Once Robb had been given crutches and a splint, he was able to book into the Royal Hampshire County Hospital for an MRI scan, followed by a consultation with Mr Bailey.

“The MRI showed that I’d ruptured my Anterior Cruciate Ligament [ACL] and damaged both my Medial Patellofemoral Ligament [MPFL] and my Posterior Cruciate Ligament [PCL],” he explains.

“The ligaments basically hold your kneecap in place, so if you rupture or overstretch them it means your kneecap can start to wobble. My kneecap was moving around, which was quite unpleasant. In fact I dislocated it three more times before the operation, just by walking.

“On top of that I had also damaged some of the meniscus cartilage, and there was fluid moving around the knee. So the whole injury was quite substantial.”

At the consultation, Mr Bailey laid out a range of options. The first was to fix each ligament in turn, starting with a full reconstruction of Robb’s ACL and returning for further operations. The second, slightly more unusual route, was to tackle all three ligaments in a single operation, albeit one that would require a longer recovery time. This was the option that Robb eventually chose.

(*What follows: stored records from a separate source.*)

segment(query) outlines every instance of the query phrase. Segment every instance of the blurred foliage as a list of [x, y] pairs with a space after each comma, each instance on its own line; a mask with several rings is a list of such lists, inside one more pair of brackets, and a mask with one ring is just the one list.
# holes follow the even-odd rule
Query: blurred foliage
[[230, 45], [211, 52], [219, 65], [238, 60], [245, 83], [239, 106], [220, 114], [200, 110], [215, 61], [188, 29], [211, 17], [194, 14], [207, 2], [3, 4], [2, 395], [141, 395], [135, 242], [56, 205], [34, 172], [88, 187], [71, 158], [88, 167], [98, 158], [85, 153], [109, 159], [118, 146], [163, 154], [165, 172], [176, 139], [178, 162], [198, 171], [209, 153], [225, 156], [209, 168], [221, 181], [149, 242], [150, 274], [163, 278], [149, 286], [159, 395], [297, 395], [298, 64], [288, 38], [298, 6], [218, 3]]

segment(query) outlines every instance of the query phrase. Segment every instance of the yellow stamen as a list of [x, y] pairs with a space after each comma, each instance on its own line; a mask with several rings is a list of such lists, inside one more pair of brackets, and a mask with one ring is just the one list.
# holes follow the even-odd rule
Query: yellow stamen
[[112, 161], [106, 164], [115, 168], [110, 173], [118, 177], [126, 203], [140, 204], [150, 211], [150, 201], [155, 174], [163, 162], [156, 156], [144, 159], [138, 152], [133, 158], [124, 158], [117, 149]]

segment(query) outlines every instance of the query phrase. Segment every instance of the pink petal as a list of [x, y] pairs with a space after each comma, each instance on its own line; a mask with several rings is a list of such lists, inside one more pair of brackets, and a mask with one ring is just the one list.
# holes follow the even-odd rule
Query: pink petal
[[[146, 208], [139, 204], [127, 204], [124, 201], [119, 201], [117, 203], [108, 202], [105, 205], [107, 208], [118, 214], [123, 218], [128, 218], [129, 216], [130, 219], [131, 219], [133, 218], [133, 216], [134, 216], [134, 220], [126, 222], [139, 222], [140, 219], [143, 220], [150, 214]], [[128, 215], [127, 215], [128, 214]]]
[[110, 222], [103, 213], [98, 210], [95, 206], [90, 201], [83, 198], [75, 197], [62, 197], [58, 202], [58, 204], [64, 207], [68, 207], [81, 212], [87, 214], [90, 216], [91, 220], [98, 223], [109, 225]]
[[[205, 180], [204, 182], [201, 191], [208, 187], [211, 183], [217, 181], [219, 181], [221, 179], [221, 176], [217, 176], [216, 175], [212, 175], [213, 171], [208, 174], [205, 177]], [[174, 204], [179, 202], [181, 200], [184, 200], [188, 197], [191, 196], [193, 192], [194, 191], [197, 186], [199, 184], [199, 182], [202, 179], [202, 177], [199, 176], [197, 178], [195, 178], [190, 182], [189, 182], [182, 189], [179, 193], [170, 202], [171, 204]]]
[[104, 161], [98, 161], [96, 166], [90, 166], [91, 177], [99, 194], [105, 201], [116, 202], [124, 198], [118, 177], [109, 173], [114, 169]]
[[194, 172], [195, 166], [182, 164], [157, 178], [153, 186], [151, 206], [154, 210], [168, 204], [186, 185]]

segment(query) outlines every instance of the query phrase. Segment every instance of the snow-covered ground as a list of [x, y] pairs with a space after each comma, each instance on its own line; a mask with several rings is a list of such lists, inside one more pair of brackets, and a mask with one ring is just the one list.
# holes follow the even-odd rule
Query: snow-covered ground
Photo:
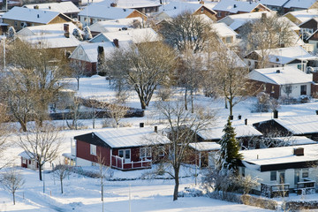
[[[75, 87], [76, 80], [72, 79], [69, 80]], [[93, 76], [92, 78], [80, 79], [79, 94], [82, 97], [95, 96], [110, 102], [114, 98], [115, 92], [110, 88], [108, 81], [104, 78]], [[182, 95], [179, 91], [175, 93], [174, 97], [178, 95]], [[138, 127], [140, 122], [145, 123], [146, 125], [155, 124], [155, 120], [154, 119], [158, 115], [155, 110], [153, 102], [157, 100], [154, 96], [149, 108], [145, 111], [145, 117], [125, 118], [123, 122], [131, 123], [132, 127]], [[257, 121], [271, 118], [271, 113], [251, 113], [251, 107], [254, 102], [254, 98], [249, 98], [234, 107], [235, 123], [243, 124], [244, 119], [247, 118], [248, 124], [251, 125]], [[225, 124], [229, 110], [224, 109], [223, 100], [213, 100], [198, 94], [195, 96], [194, 102], [197, 105], [215, 110], [218, 117], [216, 125]], [[127, 104], [130, 107], [140, 108], [138, 97], [133, 91], [130, 93]], [[313, 100], [306, 104], [283, 105], [278, 110], [279, 117], [289, 117], [314, 115], [316, 110], [318, 110], [318, 102]], [[238, 115], [242, 116], [241, 120], [238, 120]], [[58, 122], [61, 125], [65, 125], [63, 121]], [[101, 119], [97, 120], [95, 131], [102, 130], [101, 129], [102, 122]], [[80, 123], [87, 129], [63, 132], [64, 140], [61, 146], [61, 154], [71, 152], [71, 140], [73, 136], [92, 131], [91, 120], [81, 120]], [[18, 154], [22, 152], [22, 149], [15, 145], [14, 141], [17, 139], [15, 135], [10, 136], [9, 140], [12, 141], [12, 144], [5, 151], [4, 156], [7, 160], [13, 159], [13, 164], [19, 166], [20, 159]], [[62, 156], [57, 158], [56, 163], [58, 160], [62, 161]], [[114, 178], [139, 178], [143, 171], [147, 170], [126, 172], [116, 170]], [[46, 173], [44, 176], [45, 193], [43, 193], [42, 182], [38, 179], [37, 171], [21, 169], [21, 172], [26, 183], [17, 193], [17, 204], [15, 206], [12, 205], [11, 194], [0, 187], [0, 211], [102, 211], [102, 205], [98, 179], [72, 174], [64, 180], [64, 193], [61, 194], [58, 182], [52, 178], [51, 174]], [[183, 174], [187, 175], [186, 172]], [[193, 182], [194, 179], [191, 177], [181, 178], [179, 191]], [[259, 208], [216, 201], [207, 197], [182, 197], [177, 201], [172, 201], [173, 186], [174, 182], [168, 179], [107, 181], [104, 211], [266, 211]], [[131, 198], [129, 198], [130, 196]], [[297, 197], [292, 195], [292, 198]], [[318, 196], [307, 195], [305, 198], [318, 199]]]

“I decided that I’d rather do them all at once rather than recover for three months, then have to go in for more surgery,” he explains. “Mr Bailey was happy to do that, so we booked in the double operation and he sorted all three at the same time.”

The surgery went very smoothly and Robb was soon able to start his recovery programme. “You have to get to a certain stage before you can do any of the physiotherapy classes, so I started off with very basic exercises – lifting a pillow with my leg, for example, or trying to get as close to a full knee-bend as possible.

“Then I progressed to things like lunges and squat thrusts. And I started cycling, which is very good for easing out the knee joint. My routine now involves bikes, rowing and squats. There’s a balance board to help get my balance back, and a hydropool for those exercises that I can do in water but not yet on land.

“One of the main aims is to build up the strength in the quadriceps, because if the ligaments do ever become a bit stretched in the future, those muscles will help to hold the kneecap in place.”

So far Robb is very happy with his progress – and with his experience of Mr Bailey’s treatment. “He has been brilliant in terms of feedback, and in explaining exactly what was happening with my knee, what the operation would involve, the likely time table for recovery, and so on. He also gave me his card so that I could contact him directly if I needed to.

“What you want in a doctor is a personable guy who you’re able to relate to, and Mr Bailey has been great for that. I’d definitely recommend him to other people in my position.”

Several months on, Robb is also feeling confident about his return to full sporting action. “When I agreed to have the double operation, I knew it would involve a lot more recovery work. But I think it helps if you set yourself goals and stay determined,” he says.

“They told me it was likely to be six weeks before I could walk without crutches, for example, but I managed to do that in three! I like to push myself, but the physiotherapists are very good at telling me when to rein myself in.

“I’m now up to a 50% jog and my goal is to start playing golf again by the end of the year. Will I go back to competitive football? I haven’t decided yet. I’ll make an informed decision on that in time.

“But I kicked a ball for the first time just recently, and I’ve now started to help run the team, so I was jogging up and down the sidelines for that, too. I’m just itching to be back!”